Although
Patrick Summers is best known as a conductor of contemporary opera, particularly American opera, his work extends across the standard operatic and symphonic repertoire. He has worked in some of the world's most prestigious opera houses and regularly conducts at the
Metropolitan Opera, San Francisco Opera, Houston Opera, and
Opera Australia. At the San Francisco Opera and Houston Grand Opera he has played a key role in the development of over a dozen world premieres.
Summers grew up in Loogootee, IN, and studied at Indiana University. After graduation he worked with San Francisco's Western Opera Theater and the Merola Opera Program.
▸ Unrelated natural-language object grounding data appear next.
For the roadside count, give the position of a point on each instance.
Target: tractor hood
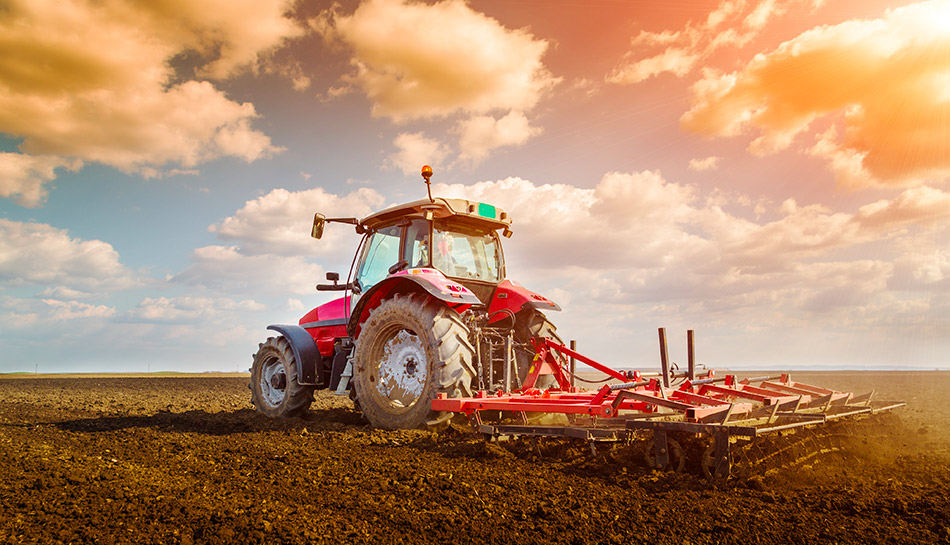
(472, 212)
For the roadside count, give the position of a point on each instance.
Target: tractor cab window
(417, 244)
(465, 252)
(379, 254)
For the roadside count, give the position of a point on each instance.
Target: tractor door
(380, 252)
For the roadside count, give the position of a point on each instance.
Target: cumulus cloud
(40, 254)
(638, 239)
(706, 163)
(734, 23)
(279, 222)
(186, 309)
(873, 90)
(479, 135)
(98, 82)
(417, 60)
(414, 150)
(225, 269)
(23, 178)
(271, 251)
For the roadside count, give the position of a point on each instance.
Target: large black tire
(274, 387)
(409, 350)
(528, 325)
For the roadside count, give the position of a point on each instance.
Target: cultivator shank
(731, 411)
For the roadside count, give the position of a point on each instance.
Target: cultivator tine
(759, 421)
(664, 358)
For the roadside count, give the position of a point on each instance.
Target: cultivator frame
(732, 411)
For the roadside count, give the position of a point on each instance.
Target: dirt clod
(187, 460)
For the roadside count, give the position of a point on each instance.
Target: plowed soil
(187, 460)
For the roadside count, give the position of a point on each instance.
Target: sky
(771, 174)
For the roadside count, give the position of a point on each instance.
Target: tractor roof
(469, 212)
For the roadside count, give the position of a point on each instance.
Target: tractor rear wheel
(409, 350)
(274, 387)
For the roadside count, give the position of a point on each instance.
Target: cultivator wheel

He has been principal guest conductor of the San Francisco Opera since 1989. He made his premiere with
Opera Australia in 1994.
Summers' first performance at the
Metropolitan Opera was a 1998 performance of Die Fledermaus. He became music director of Houston Grand Opera in 1998 and in 2011 was appointed to the company's newly created dual position of artistic and music director.
Summers' involvement in the creation of new operas had begun at the San Francisco Opera, where he led
André Previn's A Streetcar Named Desire and
Jake Heggie and
Terrence McNally's Dead Man Walking. In Houston he has continued to work extensively with living composers and has commissioned and premiered a number of new operas, many of which are among the most significant and popular American works of the late 20th and early 21st centuries. Works that he has been instrumental in creating include
Mark Adamo's Little Women,
Rachel Portman's The Little Prince, and
Carlisle Floyd's Cold Sassy Tree.
Tod Machover, Daniel Catán,
Lee Hoiby,
Michael Daugherty, and
Christopher Theofanidis are among the composers with whom he has worked.
He has also led performances at Barcelona’s Gran Teatre del Liceu, Welsh National Opera,
Santa Fe Opera, Opéra de Bordeaux, Rome Opera, and Lisbon Opera. Orchestras that he has led include the
Boston Symphony, the
Royal Concertgebouw Orchestra, the
English Chamber Orchestra, the
Rotterdam Philharmonic, and the
Los Angeles Philharmonic.
In 2002 he received a Grammy Award for the album
Bel Canto, featuring soprano
Renée Fleming and the
Orchestra of St. Luke's. Other recordings include
Adamo's Little Women,
Heggie's Dead Man Walking, Catán's Florencia en el Amazonas, and
Previn's Brief Encounter, as well as DVDs of The Marriage of Figaro, La Cenerentola, I Puritani, and Madama Butterfly.